A study from China by Shi et al24 that analyzed clinical characteristics in 216 patients with posterior circulation stroke found dizziness in 33.8% and ataxia in 30%, which were less as compared to our observations. The above-mentioned study also demonstrated a relatively higher percentage of patients with motor weakness (81.9%) as compared to our study. This difference might have been because fewer patients had midbrain and pontine infarctions in our study. Among our 43 cases with posterior cerebral artery infarct 16 (37.2%) had visual field defect or visual loss. The NEMC-PCR showed visual field loss in 84% of patients with posterior cerebral artery infarct.25 The above described clinical variations might have been due to different infarct location, size and vascular territory involvement in different study groups.

In our study, 76% patients had large artery disease and 10% had a documented cardioembolic source. Large artery disease was present in 32% of patients in NEMC-PCR, while 40% had embolic cause out of which 24% had cardiac source of embolism.
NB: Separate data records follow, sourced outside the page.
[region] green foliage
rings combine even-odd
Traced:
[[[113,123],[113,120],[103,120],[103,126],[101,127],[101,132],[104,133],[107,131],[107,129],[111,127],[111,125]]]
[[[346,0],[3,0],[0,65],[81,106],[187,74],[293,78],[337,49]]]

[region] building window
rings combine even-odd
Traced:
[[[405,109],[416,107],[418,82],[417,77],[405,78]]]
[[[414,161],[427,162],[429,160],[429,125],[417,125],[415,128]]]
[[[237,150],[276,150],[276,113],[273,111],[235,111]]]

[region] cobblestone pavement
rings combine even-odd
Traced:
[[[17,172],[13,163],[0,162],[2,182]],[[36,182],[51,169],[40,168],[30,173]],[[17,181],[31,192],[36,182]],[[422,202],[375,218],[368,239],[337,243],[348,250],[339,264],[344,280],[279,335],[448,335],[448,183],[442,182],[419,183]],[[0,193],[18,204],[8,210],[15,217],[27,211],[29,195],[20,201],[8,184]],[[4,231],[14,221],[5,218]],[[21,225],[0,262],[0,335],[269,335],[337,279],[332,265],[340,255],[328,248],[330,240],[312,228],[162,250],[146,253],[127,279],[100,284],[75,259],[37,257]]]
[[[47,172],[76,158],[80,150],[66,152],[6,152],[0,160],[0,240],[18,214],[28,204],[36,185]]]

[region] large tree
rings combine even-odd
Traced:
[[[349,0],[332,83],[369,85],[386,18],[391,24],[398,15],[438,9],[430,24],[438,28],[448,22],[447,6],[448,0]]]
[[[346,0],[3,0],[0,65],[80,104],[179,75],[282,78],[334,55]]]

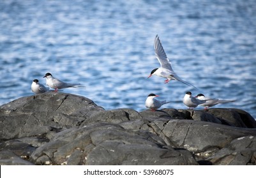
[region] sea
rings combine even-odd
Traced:
[[[158,34],[176,74],[195,86],[151,71],[160,67]],[[60,92],[106,110],[146,109],[151,93],[186,109],[185,93],[237,100],[256,118],[255,0],[1,0],[0,105],[33,95],[47,72],[81,88]],[[202,109],[199,106],[195,109]]]

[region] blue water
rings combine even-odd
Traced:
[[[174,70],[199,91],[147,79],[158,34]],[[105,109],[145,109],[148,94],[185,109],[186,91],[237,99],[256,118],[256,1],[0,1],[0,105],[32,95],[46,72]],[[200,107],[199,107],[200,109]]]

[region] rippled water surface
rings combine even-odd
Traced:
[[[158,34],[174,70],[199,91],[147,79]],[[255,1],[0,1],[0,105],[32,95],[46,72],[105,109],[145,109],[148,94],[184,109],[186,91],[237,99],[256,118]],[[216,107],[216,106],[215,106]]]

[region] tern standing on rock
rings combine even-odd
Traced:
[[[31,84],[31,90],[36,94],[43,93],[48,92],[49,88],[39,83],[37,79],[33,80]]]
[[[165,80],[165,83],[169,82],[169,81],[172,79],[174,79],[179,81],[186,85],[193,86],[197,90],[197,88],[193,85],[181,79],[174,71],[170,65],[170,62],[169,62],[169,60],[166,55],[158,35],[156,35],[156,38],[154,39],[154,48],[156,58],[160,63],[161,67],[153,69],[147,78],[153,75],[156,75],[167,78],[167,79]]]
[[[146,107],[149,108],[151,111],[155,111],[156,109],[160,107],[162,105],[169,103],[170,102],[166,102],[165,100],[160,101],[155,99],[159,97],[154,93],[151,93],[147,96],[146,100],[145,106]]]
[[[236,100],[219,100],[216,99],[207,98],[202,93],[198,94],[195,97],[199,100],[207,100],[206,102],[199,104],[201,106],[205,107],[204,109],[208,109],[208,107],[212,107],[218,104],[232,102],[236,101]]]
[[[199,100],[194,97],[192,97],[192,93],[190,92],[187,92],[183,98],[183,103],[188,106],[189,109],[197,107],[199,104],[205,103],[207,100]]]
[[[63,82],[57,78],[54,78],[50,73],[47,73],[43,78],[46,78],[46,84],[50,88],[54,88],[55,92],[57,92],[58,89],[65,88],[77,88],[85,87],[79,86],[80,83],[68,83]]]

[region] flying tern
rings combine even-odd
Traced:
[[[161,66],[159,68],[153,69],[147,78],[150,78],[153,75],[156,75],[160,77],[167,78],[167,79],[165,80],[165,83],[169,82],[172,79],[177,80],[183,83],[184,84],[186,84],[186,85],[193,86],[197,90],[197,88],[193,85],[181,79],[174,71],[171,65],[171,63],[166,55],[158,35],[156,35],[154,39],[154,48],[155,55],[159,62],[160,63]]]

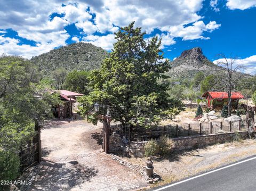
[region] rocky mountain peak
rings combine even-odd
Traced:
[[[185,60],[192,60],[197,61],[202,61],[207,58],[203,54],[200,47],[195,47],[192,49],[182,52],[179,59]]]

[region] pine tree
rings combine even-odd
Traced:
[[[169,97],[166,73],[171,65],[164,60],[157,37],[146,41],[145,32],[134,22],[115,33],[116,42],[101,68],[88,78],[92,91],[81,97],[80,112],[97,123],[107,108],[92,110],[97,102],[107,105],[113,120],[123,124],[149,126],[172,119],[183,110],[182,103]]]
[[[224,105],[221,110],[221,117],[223,118],[227,118],[228,116],[228,110],[227,105]]]
[[[236,115],[237,115],[237,116],[241,117],[241,116],[240,116],[240,112],[238,110],[236,110]]]
[[[202,109],[201,106],[199,105],[197,107],[197,111],[196,111],[196,118],[197,116],[202,115],[203,114],[203,110]]]

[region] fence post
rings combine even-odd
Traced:
[[[35,152],[37,153],[35,156],[35,161],[39,163],[41,162],[41,128],[38,124],[38,122],[36,120],[35,122],[35,131],[36,135],[35,137],[34,141],[36,143],[36,148]],[[34,142],[35,143],[35,142]]]
[[[190,135],[190,123],[188,123],[188,135],[189,137]]]
[[[128,137],[129,137],[129,144],[128,145],[128,154],[130,154],[130,144],[131,143],[131,132],[130,129],[130,126],[128,126]]]
[[[108,153],[108,125],[107,122],[105,121],[103,123],[104,129],[104,151],[106,153]]]
[[[210,123],[210,134],[212,134],[212,122]]]
[[[179,126],[178,124],[176,125],[176,137],[179,137],[179,131],[178,131]]]

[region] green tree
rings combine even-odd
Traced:
[[[193,86],[194,87],[198,87],[201,84],[201,82],[204,79],[205,76],[204,72],[202,71],[198,72],[196,73],[194,78]]]
[[[51,115],[52,95],[38,84],[38,70],[26,60],[0,56],[0,179],[19,173],[20,147],[34,135],[35,120]]]
[[[213,89],[216,85],[216,76],[213,74],[207,76],[202,81],[201,85],[201,94]]]
[[[85,70],[73,70],[66,78],[64,87],[70,91],[76,92],[85,95],[89,93],[88,87],[90,72]]]
[[[225,118],[228,117],[228,109],[227,105],[224,105],[221,110],[221,117]]]
[[[202,107],[201,105],[198,105],[197,107],[197,110],[196,111],[196,118],[197,116],[201,115],[203,114],[203,110],[202,109]]]
[[[67,70],[63,68],[58,68],[52,72],[51,76],[53,79],[53,86],[56,89],[62,89],[67,74]]]
[[[171,98],[183,100],[186,98],[185,90],[185,87],[184,86],[174,84],[170,86],[168,92]]]
[[[161,40],[143,39],[145,32],[134,27],[134,22],[115,33],[116,43],[109,57],[90,77],[93,91],[79,98],[82,113],[94,123],[98,114],[106,114],[122,124],[149,125],[171,119],[181,110],[181,102],[169,98],[165,75],[170,68],[159,49]],[[98,102],[100,111],[93,112]]]

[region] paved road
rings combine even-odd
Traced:
[[[189,178],[180,184],[171,184],[171,187],[158,187],[154,190],[170,191],[255,191],[256,156],[247,159],[244,162],[240,161],[231,167],[221,168],[194,179]],[[244,160],[243,161],[246,161]],[[163,189],[164,188],[164,189]]]

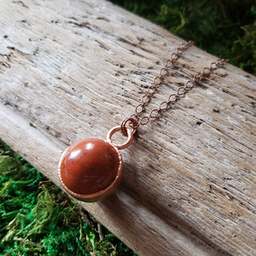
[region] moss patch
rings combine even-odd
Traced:
[[[136,255],[2,141],[0,216],[1,255]]]

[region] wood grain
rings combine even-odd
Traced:
[[[65,148],[133,113],[183,40],[102,0],[0,6],[0,137],[60,185]],[[216,60],[188,49],[147,110]],[[140,255],[256,254],[255,86],[214,72],[140,127],[116,194],[83,207]]]

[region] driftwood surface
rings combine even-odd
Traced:
[[[62,151],[133,113],[183,41],[102,0],[0,9],[0,137],[60,186]],[[189,49],[147,110],[216,60]],[[81,205],[139,255],[256,255],[255,87],[216,70],[139,128],[117,192]]]

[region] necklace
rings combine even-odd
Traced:
[[[133,135],[140,125],[147,125],[149,119],[156,118],[160,112],[166,110],[171,104],[183,97],[196,82],[202,80],[215,69],[228,62],[228,60],[224,59],[212,62],[209,67],[204,67],[183,86],[178,87],[175,93],[171,94],[166,101],[160,104],[158,108],[153,109],[148,115],[142,116],[145,113],[145,107],[168,75],[168,70],[172,68],[174,61],[193,44],[191,41],[183,44],[171,54],[171,58],[166,61],[165,67],[154,79],[153,84],[148,87],[141,102],[135,108],[135,113],[125,118],[119,126],[112,128],[107,135],[107,140],[83,139],[66,149],[61,158],[58,172],[61,183],[68,194],[78,200],[94,202],[113,193],[121,180],[124,166],[119,149],[125,148],[131,144]],[[119,131],[127,137],[123,144],[116,144],[112,140],[113,134]]]

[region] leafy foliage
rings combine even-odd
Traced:
[[[0,216],[1,255],[136,255],[1,141]]]
[[[254,0],[112,0],[256,75]],[[148,3],[149,2],[149,3]]]

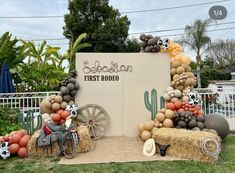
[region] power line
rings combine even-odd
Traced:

Higher incidence of large artery involvement in our study could be due to the more frequent intracranial large artery atherosclerosis in Asians compared to whites.2628 In HSR, 5.2% of the patients had cardioembolism, and the most frequent stroke subtype was large artery disease (50%).14 Only 1 patient in our study had atrial fibrillation.
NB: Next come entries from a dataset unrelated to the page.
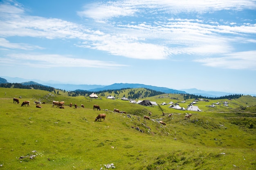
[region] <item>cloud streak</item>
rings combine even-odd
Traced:
[[[195,60],[204,65],[230,69],[256,70],[256,51],[235,52],[217,58]]]
[[[218,54],[225,56],[221,58],[227,61],[219,64],[219,66],[237,69],[238,66],[227,66],[229,60],[234,62],[233,65],[235,65],[234,57],[231,54],[238,54],[234,52],[234,42],[239,39],[245,44],[256,42],[251,38],[252,35],[255,36],[256,34],[256,24],[253,23],[230,22],[225,24],[221,20],[207,20],[203,17],[191,18],[195,17],[185,15],[184,18],[175,17],[175,15],[182,12],[195,12],[199,14],[221,10],[239,11],[245,9],[256,9],[255,1],[188,2],[181,0],[172,3],[167,0],[139,1],[104,1],[87,4],[83,11],[77,12],[81,17],[95,20],[86,26],[57,18],[29,15],[26,14],[21,5],[17,4],[12,5],[0,4],[0,46],[23,50],[43,48],[36,45],[11,43],[7,40],[8,37],[13,36],[49,39],[72,39],[76,41],[74,44],[78,47],[97,50],[112,55],[131,59],[164,60],[170,57],[182,57],[187,54],[207,55],[209,58],[195,61],[205,65],[216,67],[217,64],[213,63],[217,63],[220,58],[211,58],[211,57]],[[154,18],[153,21],[150,21],[146,18],[139,20],[141,17],[148,14],[150,14],[148,17]],[[166,14],[171,14],[171,17],[165,15]],[[113,18],[119,18],[119,21],[114,22]],[[100,20],[102,22],[98,22]],[[94,24],[95,23],[97,24]],[[45,55],[41,57],[49,59],[47,61],[39,61],[54,65],[49,61],[51,60],[48,56]],[[25,55],[23,57],[25,57]],[[56,58],[59,57],[54,56]],[[27,59],[34,61],[32,58]],[[251,58],[239,59],[245,65],[247,63],[249,64],[249,67],[241,66],[239,69],[250,68],[250,63],[252,61],[253,63]],[[61,63],[57,60],[55,63],[61,65],[69,67],[75,65],[65,62]],[[72,58],[69,58],[67,60],[73,63]],[[96,67],[107,66],[108,65],[117,68],[122,66],[110,62],[104,65],[99,61],[82,60],[79,61],[84,64],[91,63],[91,65]],[[100,64],[98,65],[97,63]],[[82,67],[79,63],[78,65]],[[47,64],[40,65],[46,65]]]
[[[117,69],[128,65],[112,61],[74,58],[58,54],[12,54],[0,58],[0,65],[25,65],[32,68],[81,67]]]

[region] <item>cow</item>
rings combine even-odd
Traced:
[[[26,106],[26,105],[27,105],[27,107],[28,106],[29,106],[29,104],[30,104],[30,102],[29,101],[24,101],[24,102],[23,102],[22,103],[22,104],[21,104],[21,106]]]
[[[120,110],[118,109],[114,109],[114,111],[115,111],[116,112],[120,113]]]
[[[144,116],[144,119],[147,119],[148,120],[150,120],[150,118],[147,116]]]
[[[60,102],[59,103],[60,103],[59,105],[62,105],[63,106],[64,105],[64,104],[65,103],[65,102],[64,102],[64,101],[63,101],[62,102]]]
[[[93,105],[93,110],[94,110],[94,109],[97,109],[97,110],[99,110],[100,111],[101,111],[101,108],[99,107],[99,106],[98,105]]]
[[[55,105],[57,105],[57,103],[58,102],[57,102],[56,101],[52,101],[52,107],[54,107]],[[57,107],[58,107],[58,106],[57,106]]]
[[[166,125],[166,124],[165,124],[165,123],[164,123],[164,122],[163,121],[159,121],[159,123],[161,123],[162,124],[163,124],[164,125]]]
[[[36,101],[34,101],[34,105],[35,105],[35,104],[36,104],[36,105],[40,105],[42,104],[42,102],[37,102]]]
[[[52,107],[54,107],[55,105],[57,106],[57,107],[59,107],[60,106],[62,106],[64,105],[64,102],[56,102],[56,101],[54,101],[52,102]]]
[[[188,115],[185,115],[185,118],[187,119],[190,119],[190,117],[191,116],[192,116],[192,114],[191,113],[189,113]]]
[[[105,121],[105,118],[106,117],[106,114],[104,114],[104,113],[100,114],[99,115],[98,115],[98,116],[97,116],[97,117],[95,119],[95,122],[97,121],[97,120],[98,120],[98,121],[99,121],[99,119],[101,119],[101,118],[103,119],[104,120],[104,121]]]
[[[14,103],[14,102],[15,102],[15,103],[17,103],[18,104],[20,103],[20,102],[19,101],[19,99],[14,98],[13,98],[13,103]]]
Distal infarct location was most common in our study, reported in 66.25% of patients followed by proximal location seen in 30% of cases. Only 3 (3.75%) had middle intracranial infarct location. The NEMC-PCR also reported distal infarction as the most common location (40.9%). Although in comparison to the NEMC registry, our study revealed lower occurrence in the middle intracranial location. Uma et al also showed a predominance of distal intracranial (46%), followed by proximal intracranial (34%), vascular distribution in the posterior circulation stroke.16 In HSR, the most common infarct location was in the middle territory (36.5%) followed by distal, proximal, and multiple territory. Different stroke etiology might have been responsible for these differences in infarct locations.
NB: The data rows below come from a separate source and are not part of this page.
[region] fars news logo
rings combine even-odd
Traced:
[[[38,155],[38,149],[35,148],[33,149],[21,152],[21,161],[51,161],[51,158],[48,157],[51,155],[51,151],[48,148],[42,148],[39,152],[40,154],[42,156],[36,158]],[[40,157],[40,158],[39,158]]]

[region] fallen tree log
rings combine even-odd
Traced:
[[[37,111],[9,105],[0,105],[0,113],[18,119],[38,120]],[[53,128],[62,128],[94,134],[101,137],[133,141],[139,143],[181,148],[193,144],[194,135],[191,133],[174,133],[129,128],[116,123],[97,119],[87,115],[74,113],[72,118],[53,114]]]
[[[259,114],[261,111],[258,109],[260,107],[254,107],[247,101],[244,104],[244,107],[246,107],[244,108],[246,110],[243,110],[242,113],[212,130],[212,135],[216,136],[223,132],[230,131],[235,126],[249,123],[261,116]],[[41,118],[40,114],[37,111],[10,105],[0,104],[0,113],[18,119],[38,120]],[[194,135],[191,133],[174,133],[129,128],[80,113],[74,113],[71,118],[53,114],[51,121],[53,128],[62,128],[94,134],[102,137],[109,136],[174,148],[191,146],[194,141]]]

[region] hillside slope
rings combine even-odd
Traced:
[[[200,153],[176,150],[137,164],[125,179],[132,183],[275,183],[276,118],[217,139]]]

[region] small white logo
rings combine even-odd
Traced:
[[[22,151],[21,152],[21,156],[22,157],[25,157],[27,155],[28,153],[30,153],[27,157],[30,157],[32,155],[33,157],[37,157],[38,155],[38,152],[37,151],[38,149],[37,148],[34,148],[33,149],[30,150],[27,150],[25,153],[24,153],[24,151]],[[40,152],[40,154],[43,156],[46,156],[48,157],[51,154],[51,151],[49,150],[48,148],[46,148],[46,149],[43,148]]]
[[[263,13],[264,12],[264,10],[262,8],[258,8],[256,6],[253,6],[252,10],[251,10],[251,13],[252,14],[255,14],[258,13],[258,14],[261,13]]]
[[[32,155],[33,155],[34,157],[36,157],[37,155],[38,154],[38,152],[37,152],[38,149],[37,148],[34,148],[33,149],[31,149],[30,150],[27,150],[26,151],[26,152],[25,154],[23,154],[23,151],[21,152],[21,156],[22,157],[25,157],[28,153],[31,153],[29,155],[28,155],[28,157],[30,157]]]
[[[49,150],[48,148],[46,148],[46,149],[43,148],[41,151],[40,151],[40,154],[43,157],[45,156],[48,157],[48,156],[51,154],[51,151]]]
There are a number of lacunae in our study. This may not reflect the true picture of posterior circulation stroke in a general hospital and community since ours is a referral hospital and there may be referral bias.

Conclusions

This study from North India describes the pattern of risk factors, clinical characteristics, and stroke subtypes of posterior circulation ischemic stroke. Our study demonstrated the occurrence of posterior circulation stroke in a relatively younger age group compared to case series from the Western world. We found a higher percentage of large artery disease, and cardioembolism as a less frequent cause of posterior circulation ischemic stroke in a North Indian population. Distal territory involvement was most common in our study. Our data suggest that etiology, risk factors, stroke subtypes, and lesion topography in posterior circulation strokes can have regional, environmental, and ethnic variations.

Footnotes

The authors declared no potential conflicts of interest with respect to the research, authorship, and/or publication of this article.

The authors received no financial support for the research, authorship, and/or publication of this article.